Il disastro postale
Un tempo le Poste erano pubbliche, adesso non ne sono più sicuro. Avranno sicuramente fatto come l’Enel e il gruppo IRI. Le avranno cedute a prezzo di saldo a qualcuno nel nome della maggiore efficienza e minori disservizi, perché ormai ci hanno catechizzato tutti che privato è bello e veloce e pubblico è tutto da buttare. Il fatto vero però è che uno dei gioielli di famiglia non è più di tutti ma di pochi. Il fatto altrettanto vero è che i disservizi non sono venuti meno ed intanto al sabato la posta non si consegna più, gli uffici periferici sono sempre più sguarniti di personale e il servizio di posta prioritaria, all’inizio spacciato per il toccasana del servizio corrispondenza, è diventato un obbligo per tutti e i tempi di consegna sono tornati quelli di una volta, con l’unica differenza nel costo del francobollo, regolarmente aumentato rispetto a quando c’erano le lire.
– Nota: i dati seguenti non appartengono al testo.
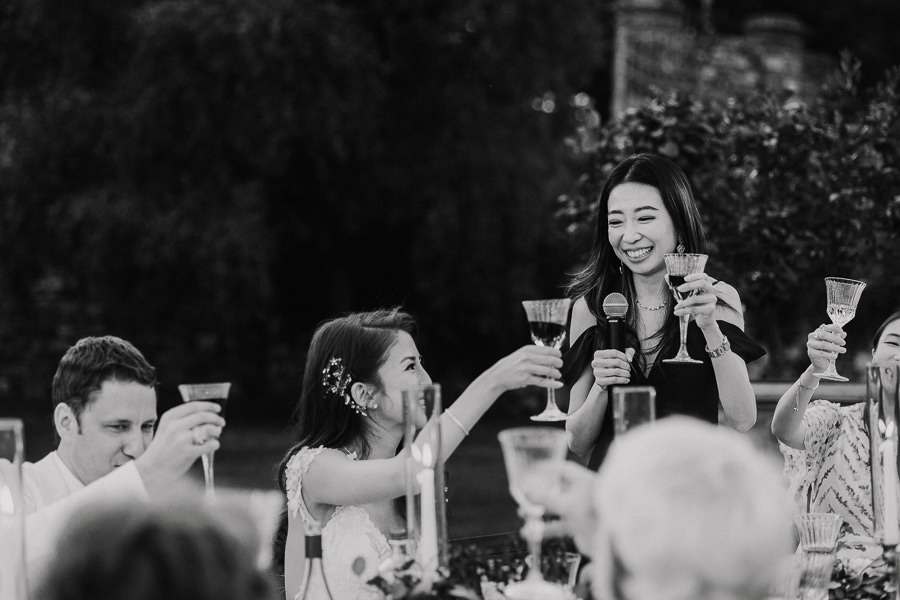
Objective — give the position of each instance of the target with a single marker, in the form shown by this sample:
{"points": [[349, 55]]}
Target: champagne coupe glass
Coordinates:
{"points": [[527, 452], [678, 265], [843, 296], [547, 320], [209, 392]]}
Che dire poi nei Codici di Avviamento Postale? Hanno inventato la zonizzazione delle cittadine, hanno inventato nuovi CAP che l’utente non conosce e quando ci si trova ad andare alla posta i poveri impiegati litigano con il computer per trovare il CAP giusto. Di contro, se per caso si chiede di avere un libriccino dei nuovi codici come quello distribuito nel 1967 dal Ministero delle Poste, quando le poste erano di tutti, ci si sente rispondere che il libriccino c’è, che è un librone e che bisogna pagarlo. Nel frattempo Silvio, all’entrata in vigore dell’euro, ha fatto distribuire gratuitamente a tutti un convertitore di valuta che non è servito a nessuno, ed una social card da cercare a “Chi l’ha visto?”.
Gli Uffici Postali dei piccoli paesi sono spariti, però per mandare una lettera da Civezzano a Trento, la missiva si fa un viaggio fino a Verona, per poi tornare al nord e, tanto per fare un esempio, lasciamo gli uffici postali (in questo caso Pergine) con le luci accese dentro e fuori in pieno giorno.
Forse si stava meglio quando si stava peggio.